Tuesday, May 1, 2012

Better Painting with Pen and Paper

This article is about a vital tool that can help anybody improve their miniature painting, but that I think gets too little attention in painting tutorials or blogs:
Can you really improve your results using a cheap notebook and a pen or pencil? Read on to find out.

 Towards the end of 2010 I started to keep records about my painting. Each time I put together a new paint scheme, I write detailed notes about what paints and techniques I used to achieve the results. I also try to keep track of the techniques I used and how they applied to a particular model.
At the most basic level, this is a major help when I want to repeat a paint scheme at a later date.
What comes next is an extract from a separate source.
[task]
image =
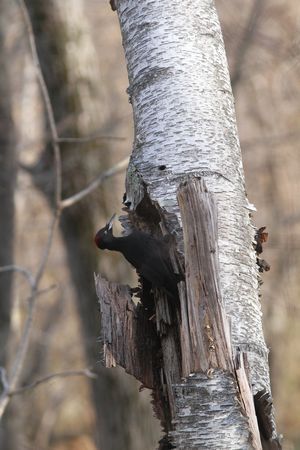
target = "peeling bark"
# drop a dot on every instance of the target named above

It's easy enough to paint up twenty identical troopers for a Warhammer army using the same paints. It is quite another to try to add another ten months, or years later after you have moved on and forgotten everything.

I like to keep track of the paints used to create a certain shading gradient or the formula I can use to reproduce a particular shade reliably and quickly, over and over. In those cases when I do need to mix up a new formula to substitute for a paint that is no longer available, I write it down so I don't have to work out a new match later.

Keeping good records can also help to decide on improvements. If you achieve a great effect by accident on one model - write it down! Even if it's not the look you want for your current project, uou can refer back to it later and try to repeat it some place where it will look great.

Now, it is true that an actual book is not necessary. You could do all of this digitally and keep perfectly legible records on your computer, mobile device or cloud storage. If that works best for you, by all means, go for it. I find that I work best scratching notes onto a physical page, but I may just be old fashioned.